Para a yorkshire Ceci, de 8 anos, da empresária Lívia Almeida, de 37, foi uma longa jornada de adaptação. A gravidez, um pouco antes da pandemia, aconteceu em meio a mudanças na rotina em casa, trabalho e compromissos médicos. Resultado disso foi que a preparação de Ceci acabou ficando para quando Lívia já estava no último trimestre de gestação. A família contratou uma consultora em comportamento animal de Belo Horizonte e o principal desafio foi trabalhar a ansiedade de separação da cachorrinha, já que o bebê demandaria muita atenção.

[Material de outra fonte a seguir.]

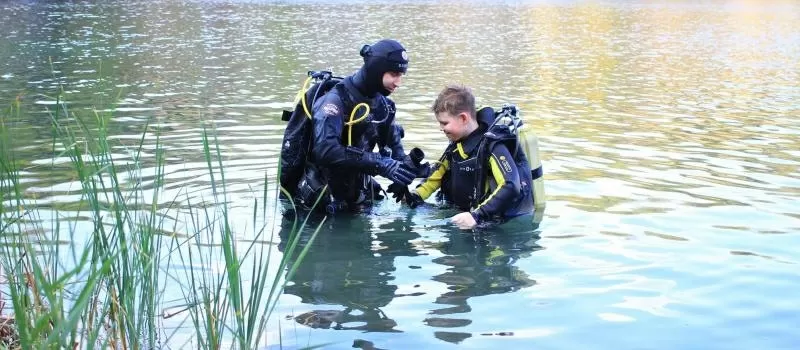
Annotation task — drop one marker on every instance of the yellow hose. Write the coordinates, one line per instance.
(301, 96)
(351, 121)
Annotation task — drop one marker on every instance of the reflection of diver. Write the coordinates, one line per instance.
(480, 264)
(349, 264)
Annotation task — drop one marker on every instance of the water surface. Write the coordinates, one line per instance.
(669, 134)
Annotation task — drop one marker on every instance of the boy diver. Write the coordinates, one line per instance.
(489, 181)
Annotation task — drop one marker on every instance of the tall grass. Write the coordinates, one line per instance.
(107, 287)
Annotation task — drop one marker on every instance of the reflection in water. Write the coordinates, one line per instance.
(350, 264)
(668, 133)
(478, 265)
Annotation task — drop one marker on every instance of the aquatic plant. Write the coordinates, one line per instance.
(72, 287)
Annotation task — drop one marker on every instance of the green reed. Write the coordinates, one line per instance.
(110, 290)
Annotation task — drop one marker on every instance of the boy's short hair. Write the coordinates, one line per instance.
(455, 99)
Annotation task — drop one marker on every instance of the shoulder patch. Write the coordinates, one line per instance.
(504, 164)
(330, 108)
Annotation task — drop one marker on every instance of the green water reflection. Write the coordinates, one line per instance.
(669, 135)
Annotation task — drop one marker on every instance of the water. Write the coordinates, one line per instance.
(669, 136)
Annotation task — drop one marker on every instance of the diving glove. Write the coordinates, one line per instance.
(413, 199)
(398, 191)
(395, 170)
(376, 164)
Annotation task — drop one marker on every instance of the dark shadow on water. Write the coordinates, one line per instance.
(479, 264)
(349, 270)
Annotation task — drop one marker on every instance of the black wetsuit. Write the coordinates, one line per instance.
(455, 176)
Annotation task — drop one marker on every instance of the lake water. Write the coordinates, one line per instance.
(669, 132)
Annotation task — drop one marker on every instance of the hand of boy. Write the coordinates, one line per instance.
(464, 220)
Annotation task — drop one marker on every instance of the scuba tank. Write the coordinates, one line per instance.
(508, 117)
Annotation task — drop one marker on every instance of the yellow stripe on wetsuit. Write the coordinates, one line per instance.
(499, 179)
(433, 182)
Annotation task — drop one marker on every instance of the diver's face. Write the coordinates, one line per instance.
(453, 126)
(392, 81)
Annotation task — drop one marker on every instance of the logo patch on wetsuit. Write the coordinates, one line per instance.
(330, 108)
(504, 164)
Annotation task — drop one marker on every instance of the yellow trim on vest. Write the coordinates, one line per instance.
(461, 151)
(499, 179)
(433, 182)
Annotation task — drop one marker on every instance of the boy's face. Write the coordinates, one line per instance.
(392, 80)
(453, 126)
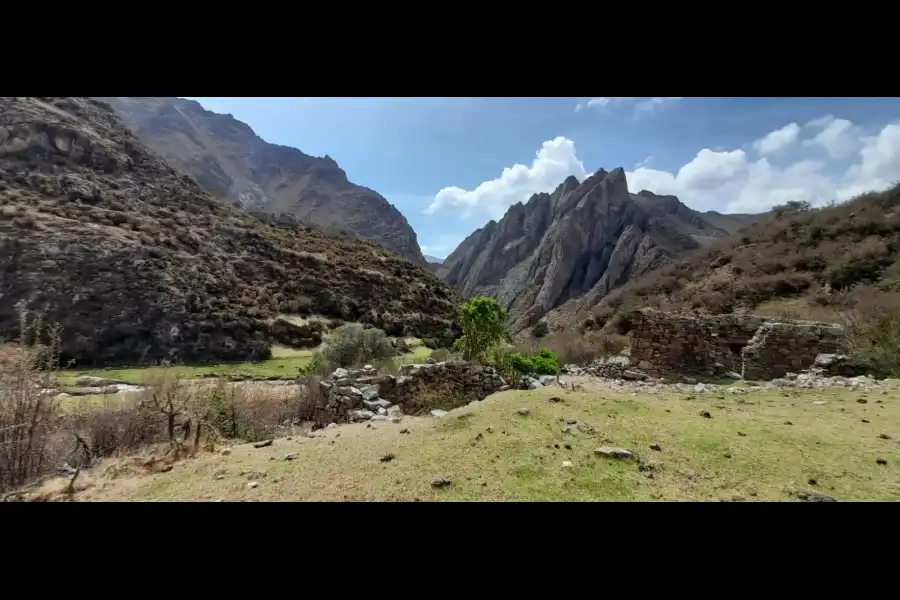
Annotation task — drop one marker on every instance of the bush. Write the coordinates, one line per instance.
(572, 347)
(440, 355)
(352, 344)
(544, 362)
(483, 323)
(871, 320)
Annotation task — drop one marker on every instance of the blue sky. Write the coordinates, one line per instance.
(442, 161)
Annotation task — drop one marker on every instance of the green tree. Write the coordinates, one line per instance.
(483, 323)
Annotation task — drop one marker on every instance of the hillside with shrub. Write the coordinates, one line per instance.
(139, 265)
(811, 257)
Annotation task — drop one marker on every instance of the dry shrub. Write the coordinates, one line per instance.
(573, 347)
(112, 430)
(28, 418)
(253, 412)
(871, 318)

Ceci deixou de dormir na cama dos tutores. Teve a rotina incrementada com longos passeios matinais, para cavar e rolar na terra, e com atividades de enriquecimento ambiental, principalmente na hora das refeições, com o apoio de comedouros interativos, chifres e cascos naturais, para que ela se desafiasse a comer. Tudo pensado para afastar estresse, tédio, angústia e inquietação.

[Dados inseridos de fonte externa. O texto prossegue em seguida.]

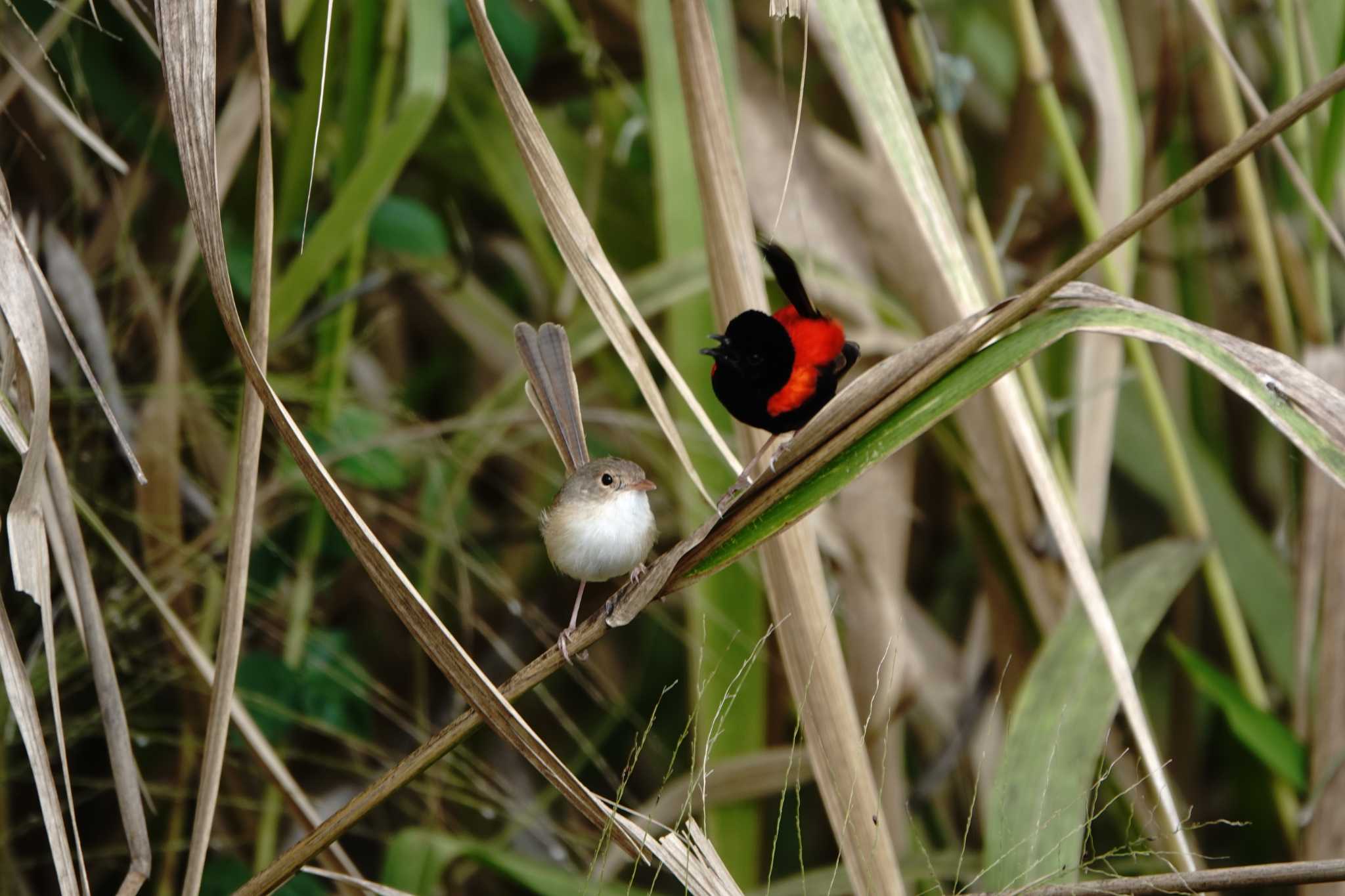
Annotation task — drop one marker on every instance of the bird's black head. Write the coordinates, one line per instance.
(753, 351)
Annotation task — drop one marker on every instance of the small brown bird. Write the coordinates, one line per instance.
(599, 526)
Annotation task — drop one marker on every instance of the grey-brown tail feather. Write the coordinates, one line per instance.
(553, 390)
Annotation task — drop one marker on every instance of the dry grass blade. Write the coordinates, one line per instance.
(187, 41)
(26, 371)
(1286, 158)
(893, 383)
(64, 527)
(78, 292)
(791, 565)
(252, 734)
(584, 255)
(245, 482)
(35, 51)
(237, 125)
(64, 113)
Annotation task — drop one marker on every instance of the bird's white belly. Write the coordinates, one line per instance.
(596, 542)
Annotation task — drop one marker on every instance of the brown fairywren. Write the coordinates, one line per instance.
(599, 526)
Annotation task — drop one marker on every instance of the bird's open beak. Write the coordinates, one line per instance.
(717, 352)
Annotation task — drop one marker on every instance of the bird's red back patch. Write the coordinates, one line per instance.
(803, 383)
(817, 341)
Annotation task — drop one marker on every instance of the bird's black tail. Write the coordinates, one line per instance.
(787, 276)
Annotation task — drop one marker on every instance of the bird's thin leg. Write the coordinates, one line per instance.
(776, 454)
(563, 643)
(745, 477)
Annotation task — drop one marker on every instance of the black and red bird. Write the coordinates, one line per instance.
(776, 371)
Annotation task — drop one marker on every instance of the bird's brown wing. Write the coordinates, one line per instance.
(553, 390)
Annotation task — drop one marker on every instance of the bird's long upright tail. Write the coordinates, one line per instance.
(553, 390)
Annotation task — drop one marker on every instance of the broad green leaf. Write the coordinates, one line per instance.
(405, 224)
(1261, 578)
(1265, 735)
(1043, 796)
(1300, 405)
(331, 684)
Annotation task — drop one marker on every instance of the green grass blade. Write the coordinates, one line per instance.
(1265, 735)
(427, 82)
(1290, 398)
(1042, 801)
(725, 614)
(1259, 574)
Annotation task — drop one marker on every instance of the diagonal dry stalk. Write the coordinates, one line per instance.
(242, 720)
(1210, 24)
(899, 379)
(1098, 42)
(245, 484)
(797, 591)
(188, 60)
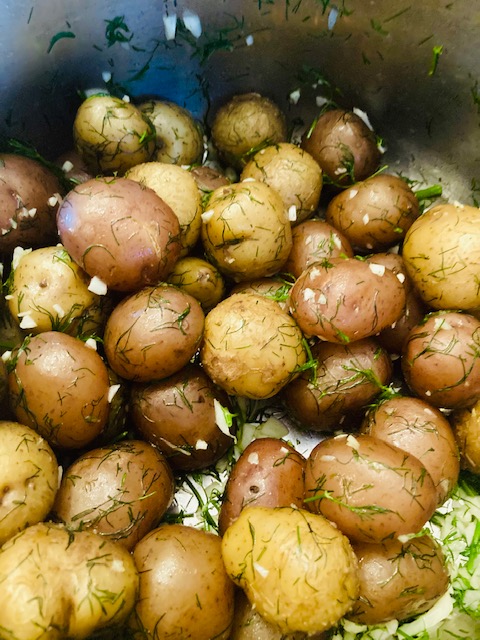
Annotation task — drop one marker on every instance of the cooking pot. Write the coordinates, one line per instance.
(412, 67)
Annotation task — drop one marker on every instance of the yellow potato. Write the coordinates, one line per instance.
(295, 567)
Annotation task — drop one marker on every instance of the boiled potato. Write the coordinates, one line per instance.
(296, 568)
(49, 291)
(374, 214)
(347, 378)
(293, 173)
(417, 427)
(251, 346)
(346, 299)
(440, 359)
(200, 279)
(123, 234)
(56, 583)
(111, 135)
(372, 490)
(142, 328)
(175, 186)
(59, 387)
(29, 477)
(120, 492)
(268, 473)
(246, 232)
(315, 240)
(178, 137)
(244, 124)
(29, 198)
(442, 252)
(343, 145)
(185, 592)
(178, 415)
(398, 580)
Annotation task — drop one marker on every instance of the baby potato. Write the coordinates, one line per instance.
(346, 299)
(29, 198)
(120, 232)
(177, 187)
(153, 333)
(423, 431)
(48, 291)
(440, 360)
(441, 253)
(56, 583)
(178, 415)
(29, 476)
(315, 240)
(293, 173)
(200, 279)
(346, 380)
(374, 214)
(59, 387)
(398, 580)
(296, 568)
(120, 492)
(268, 473)
(112, 135)
(343, 145)
(178, 137)
(185, 592)
(372, 490)
(246, 232)
(251, 346)
(246, 123)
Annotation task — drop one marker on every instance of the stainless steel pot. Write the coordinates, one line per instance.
(413, 67)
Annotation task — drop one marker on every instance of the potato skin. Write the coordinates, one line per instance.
(346, 299)
(398, 580)
(296, 568)
(119, 231)
(119, 492)
(441, 253)
(374, 214)
(29, 197)
(417, 427)
(29, 476)
(59, 387)
(251, 346)
(184, 589)
(269, 473)
(142, 328)
(440, 360)
(372, 490)
(84, 583)
(343, 145)
(177, 415)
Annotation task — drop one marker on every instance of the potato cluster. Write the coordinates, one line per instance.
(155, 285)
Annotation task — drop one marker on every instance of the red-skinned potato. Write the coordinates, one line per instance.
(185, 593)
(398, 580)
(29, 198)
(119, 492)
(347, 378)
(59, 387)
(120, 232)
(423, 431)
(268, 473)
(346, 299)
(440, 360)
(142, 328)
(374, 214)
(343, 145)
(178, 415)
(372, 490)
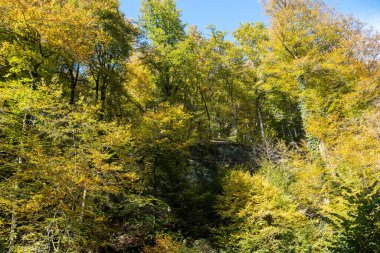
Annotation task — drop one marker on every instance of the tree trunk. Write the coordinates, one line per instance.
(74, 74)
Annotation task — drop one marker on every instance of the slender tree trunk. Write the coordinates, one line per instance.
(312, 142)
(262, 133)
(74, 74)
(96, 89)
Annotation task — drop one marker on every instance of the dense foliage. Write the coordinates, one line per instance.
(149, 136)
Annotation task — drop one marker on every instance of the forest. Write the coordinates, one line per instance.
(147, 135)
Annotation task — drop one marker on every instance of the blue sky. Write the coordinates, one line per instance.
(226, 15)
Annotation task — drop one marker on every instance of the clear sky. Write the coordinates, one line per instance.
(226, 15)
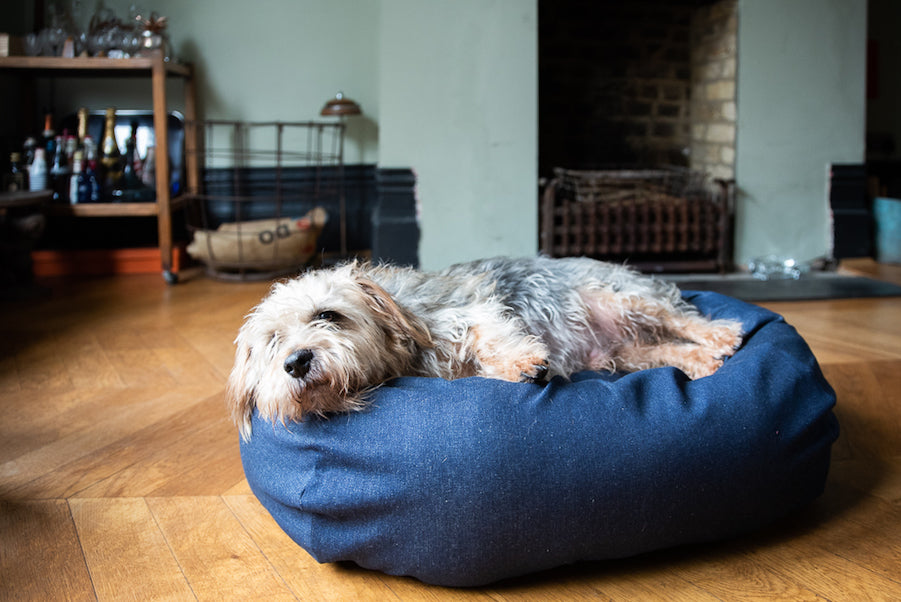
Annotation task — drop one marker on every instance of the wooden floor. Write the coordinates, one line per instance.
(120, 476)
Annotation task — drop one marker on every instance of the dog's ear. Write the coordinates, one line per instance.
(402, 326)
(240, 389)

Mas quando o pequeno Arthur chegou em casa com os pais, depois de passar quase duas semanas numa Unidade de Terapia Intensiva (UTI) pré-natal, Ceci não entendeu. "Para ela, Arthur era uma espécie de extraterrestre, porque ela nunca tinha tido contato com um recém-nascido. Nos dias que se passaram, notamos que estava muito triste, apática", lembra.
Eles tinham mesmo razão para ficarem surpresos com Ceci daquele jeito. A yorkshire estava entrando em depressão. Com um trabalho de zoopsiquiatria, medicação e a continuidade das estratégias de treinamento — cujo resultado aparece mesmo no longo prazo e Ceci havia feito somente dois meses —, conformou-se que Arthur fazia parte da família e que a presença dele não significava que ela iria embora.

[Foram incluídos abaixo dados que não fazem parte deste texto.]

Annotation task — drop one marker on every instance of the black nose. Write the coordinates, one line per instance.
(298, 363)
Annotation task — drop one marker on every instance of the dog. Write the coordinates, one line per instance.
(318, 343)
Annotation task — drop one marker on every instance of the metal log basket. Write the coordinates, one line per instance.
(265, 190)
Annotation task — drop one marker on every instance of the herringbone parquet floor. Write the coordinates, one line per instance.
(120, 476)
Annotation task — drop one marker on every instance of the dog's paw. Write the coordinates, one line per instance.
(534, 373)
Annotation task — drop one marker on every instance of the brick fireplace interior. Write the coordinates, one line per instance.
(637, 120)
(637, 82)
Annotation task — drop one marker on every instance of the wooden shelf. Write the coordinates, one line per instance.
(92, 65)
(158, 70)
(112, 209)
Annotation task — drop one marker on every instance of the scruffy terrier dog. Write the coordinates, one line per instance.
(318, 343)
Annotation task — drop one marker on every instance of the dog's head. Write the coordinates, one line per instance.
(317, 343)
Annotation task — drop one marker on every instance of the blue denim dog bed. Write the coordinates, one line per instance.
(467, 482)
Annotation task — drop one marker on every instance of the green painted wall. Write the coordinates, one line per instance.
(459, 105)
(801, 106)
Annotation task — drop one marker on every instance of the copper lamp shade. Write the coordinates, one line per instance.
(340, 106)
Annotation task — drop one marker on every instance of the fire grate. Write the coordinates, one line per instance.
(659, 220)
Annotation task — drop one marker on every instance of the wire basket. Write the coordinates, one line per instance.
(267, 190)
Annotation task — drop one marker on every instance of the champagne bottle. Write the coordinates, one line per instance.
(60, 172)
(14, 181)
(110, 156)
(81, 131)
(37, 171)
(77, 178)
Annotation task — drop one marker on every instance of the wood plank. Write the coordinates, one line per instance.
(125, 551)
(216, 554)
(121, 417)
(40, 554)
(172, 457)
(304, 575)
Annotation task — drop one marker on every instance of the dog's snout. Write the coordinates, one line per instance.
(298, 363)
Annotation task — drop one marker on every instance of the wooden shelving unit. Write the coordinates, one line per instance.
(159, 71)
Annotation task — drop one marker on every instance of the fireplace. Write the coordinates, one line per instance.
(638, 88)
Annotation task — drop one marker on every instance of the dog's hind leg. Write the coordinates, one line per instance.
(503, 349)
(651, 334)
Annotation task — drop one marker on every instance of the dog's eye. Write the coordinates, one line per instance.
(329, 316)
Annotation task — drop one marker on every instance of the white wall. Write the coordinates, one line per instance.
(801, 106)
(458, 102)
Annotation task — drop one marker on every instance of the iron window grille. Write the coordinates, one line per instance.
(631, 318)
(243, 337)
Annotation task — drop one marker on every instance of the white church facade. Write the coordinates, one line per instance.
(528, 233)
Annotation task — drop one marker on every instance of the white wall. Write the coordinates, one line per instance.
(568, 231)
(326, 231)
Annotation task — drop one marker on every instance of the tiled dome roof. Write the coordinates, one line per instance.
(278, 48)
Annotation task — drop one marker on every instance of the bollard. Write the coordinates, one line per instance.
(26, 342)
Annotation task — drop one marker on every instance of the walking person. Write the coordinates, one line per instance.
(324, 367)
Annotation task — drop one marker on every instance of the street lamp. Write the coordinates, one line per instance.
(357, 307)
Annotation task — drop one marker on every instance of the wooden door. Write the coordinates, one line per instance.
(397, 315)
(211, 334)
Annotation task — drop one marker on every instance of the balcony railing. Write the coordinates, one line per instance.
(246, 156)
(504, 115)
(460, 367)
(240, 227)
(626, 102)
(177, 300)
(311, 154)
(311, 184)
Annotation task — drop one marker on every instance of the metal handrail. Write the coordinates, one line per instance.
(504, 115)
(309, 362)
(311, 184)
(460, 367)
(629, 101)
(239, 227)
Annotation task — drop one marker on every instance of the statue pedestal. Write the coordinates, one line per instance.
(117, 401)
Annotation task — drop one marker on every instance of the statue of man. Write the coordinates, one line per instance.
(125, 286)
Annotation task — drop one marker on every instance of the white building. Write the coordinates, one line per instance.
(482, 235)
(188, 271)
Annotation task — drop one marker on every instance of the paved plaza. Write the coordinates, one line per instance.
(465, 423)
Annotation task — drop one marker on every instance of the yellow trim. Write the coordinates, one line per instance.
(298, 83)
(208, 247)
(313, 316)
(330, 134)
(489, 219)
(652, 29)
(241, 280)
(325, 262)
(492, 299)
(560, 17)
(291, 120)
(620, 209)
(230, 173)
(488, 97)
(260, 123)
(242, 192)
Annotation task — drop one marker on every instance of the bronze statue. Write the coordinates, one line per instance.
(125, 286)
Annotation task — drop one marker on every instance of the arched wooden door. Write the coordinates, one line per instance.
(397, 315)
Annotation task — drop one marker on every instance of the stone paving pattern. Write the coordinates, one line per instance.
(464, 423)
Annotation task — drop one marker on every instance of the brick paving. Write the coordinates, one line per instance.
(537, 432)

"Sabíamos, desde o início, que o contato entre os dois não seria fácil, porque Ceci sempre teve medo de criança. Sem contar que a reação de um animal com um bebê é imprevisível, por mais que ela nunca tenha mordido ninguém", conta Lívia. Por isso, os pais ficam sempre em cima, para que a relação seja a melhor possível.
E tem dado certo. A família mudou-se de um apartamento para uma casa, pensando em dar a Arthur e a Ceci mais qualidade de vida. Hoje, o animal não toma mais o remédio controlado e vê Arthur como parte da família, alguém que ela protege.
Checape necessário
Vale lembrar que checar a saúde do animal também faz parte do pré-natal. Não que os animais sejam um perigo constante na transmissão de doenças para o bebê — Thaís Matos diz que esse risco é baixíssimo —, é só que o acompanhamento é importante em qualquer fase e garante a saúde da família toda, além, claro, da do bicho.
Com uma ida ao veterinário, é possível atualizar possíveis tratamentos, ver se o controle de pulgas, carrapatos e a vermifugação está em dia e, mais importante, dar uma olhadinha no cartão de vacina. Em geral, são os animais em situação de rua, sem esse acompanhamento, que podem representar algum risco.
Para quem tem gato, no entanto, há uma ressalva. Mulheres grávidas ou que estão amamentando devem evitar higienizar a caixinha do felino. Se o fizerem, precisam usar luvas. Há risco de contaminação por protozoário ou infecção, que saem pelas fezes do animal. Com o contato, sem lavar as mãos depois, a mulher pode pegar algo para comer, ingerir o alimento e se contaminar. Isso não quer dizer que precisa se livrar do gato, mas orientar que outra pessoa faça a limpeza.
Ver pelos espalhados por todos os cômodos é uma realidade para vários tutores. Com um bebê, eles passam a ser ainda mais incômodos. Animais que soltam muito pelo, então, devem ser escovados com mais frequência e os tutores precisam caprichar na rotina de banho e tosa. Isso vale, principalmente, para a época em que o pet mais solta pelo, comum nas mudanças de estação ou no calor.
Camila se diz suspeita para falar, por ser veterinária, mas afirma que crianças que convivem com pets têm a imunidade reforçada: “Pela minha vivência em consultório, já vi crianças com alergia dessensibilizar a partir desse contato”. Com os responsáveis bem orientados, ela destaca que essa é também uma oportunidade para a criança aprender a trocar carinho, ganhar noção do respeito do espaço alheio e de responsabilidade.